All Cichlid tanks should have a sand substrate, foremost because this most closely mimics their natural habitat and makes them feel secure. In my opinion, bare-bottom tanks accommodate people, but never the wellbeing of the fish! However, there are many other reasons why a sand substrate is ideal. Many Cichlids naturally feed by grazing through the sand – for example Fossorochromis rostratus, and Placidochromis electra. Many Cichlids take sand into their mouths and seem to spit it out; however science postulates that some sand is indeed ingested as a dietary aid, as sand is often found in the digestive tract of scientifically examined Cichlids. Also, some Cichlids cleanse their gills by taking in sand and expelling it through their gills, while others dive into, or build their nests in sand. Thirdly, sand is an egg-safe substrate when female mouth-brooders need to pick up and tumble their eggs.
Finally, and contrary to usually uninformed opinion, with sand substrates all detritus is kept at the top of the sand surface. With sufficient tank flow, such detritus tends to keep on moving until the filters can ‘grab’ and remove it. Without sufficient flow, detritus collects in small piles that are easily siphoned off. In a properly administrated tank, chances are that this is very seldom needed. The only other chore is that sand substrates should also be stirred around every two weeks or so, to release any trapped gases. Since Cichlids are notorious diggers that often re-arrange their sand, this becomes almost an automatic task. Any previously dark patches so disturbed will soon return to the natural sand colour. The more regularly this is done, the less the possibility of foul odour emanating from the stirred up sand.

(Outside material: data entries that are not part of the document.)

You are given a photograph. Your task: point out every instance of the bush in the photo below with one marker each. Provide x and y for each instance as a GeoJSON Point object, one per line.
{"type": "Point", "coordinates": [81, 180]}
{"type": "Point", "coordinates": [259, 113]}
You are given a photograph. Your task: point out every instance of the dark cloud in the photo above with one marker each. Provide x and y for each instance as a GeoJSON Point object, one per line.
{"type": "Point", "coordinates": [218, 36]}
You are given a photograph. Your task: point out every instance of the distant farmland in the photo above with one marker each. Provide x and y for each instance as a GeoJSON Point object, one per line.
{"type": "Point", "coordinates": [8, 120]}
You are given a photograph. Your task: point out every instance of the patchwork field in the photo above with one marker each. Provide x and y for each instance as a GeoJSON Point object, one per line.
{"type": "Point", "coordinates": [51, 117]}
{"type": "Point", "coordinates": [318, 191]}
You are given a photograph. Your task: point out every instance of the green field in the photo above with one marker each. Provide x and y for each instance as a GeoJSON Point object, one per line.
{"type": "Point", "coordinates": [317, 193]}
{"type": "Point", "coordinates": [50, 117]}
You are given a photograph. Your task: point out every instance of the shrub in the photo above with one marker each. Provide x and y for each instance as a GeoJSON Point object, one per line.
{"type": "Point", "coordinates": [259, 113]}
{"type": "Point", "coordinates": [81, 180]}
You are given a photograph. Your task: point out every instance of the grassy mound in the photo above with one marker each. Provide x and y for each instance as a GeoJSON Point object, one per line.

Ordinary, properly cleaned river-sand is perfectly fine, although no-one is going to stop you if you opt for fancier, more expensive sands! While many aquarists like to use crushed coral to help harden the water and increase its pH, its coarseness traps a lot of debris, just like gravel and is less suited to the sand-feeding habits of this species. In fact, to influence pH at all, crushed coral should be placed in such a way that it is constantly in contact with a continuous water flow — logically making this material a rather silly choice as substrate. Coral sand, while more suitable than crushed coral, is expensive, especially when it comes to larger tanks – in which case a mix of ordinary and coral sand may be a more economic solution. As for influencing the pH, well, you read what I had to say about crushed coral.
The last important requirement for a Cichlid tank is adequate lighting. There are two routes available here — to inhibit the growth of algae, or to promote it. In my opinion, you should promote algae growth. Not only is it essential for species like the ‘Mbunas’, but most African Cichlids enjoy scraping the algae off the rocks, or picking around in the algae, as algae growth is one of their natural sources of nutrition in their native Lakes. Over time infusoria will become established in the algae, providing further tiny tit-bits to feast on. The rocks in both Lake Malawi and Lake Tanganyika are covered with thick mats of algae called ‘Aufwuchs’ and most cichlids within these Lakes pick and scrape at this mat for the sake of ingesting the algae, as well organisms like paramecium, copepods, rotifers and crustaceans living within. The only way to promote algal growth is via bright lighting!
I you get the essentials right, Cichlid keeping is one of the easiest and most pleasurable aquarium hobbies you can think of! Cichlids are hardy and have amazing personalities which really come to the fore in tanks that mimic nature. That is why we keep them. Should it not also be the reason why you would want to keep them?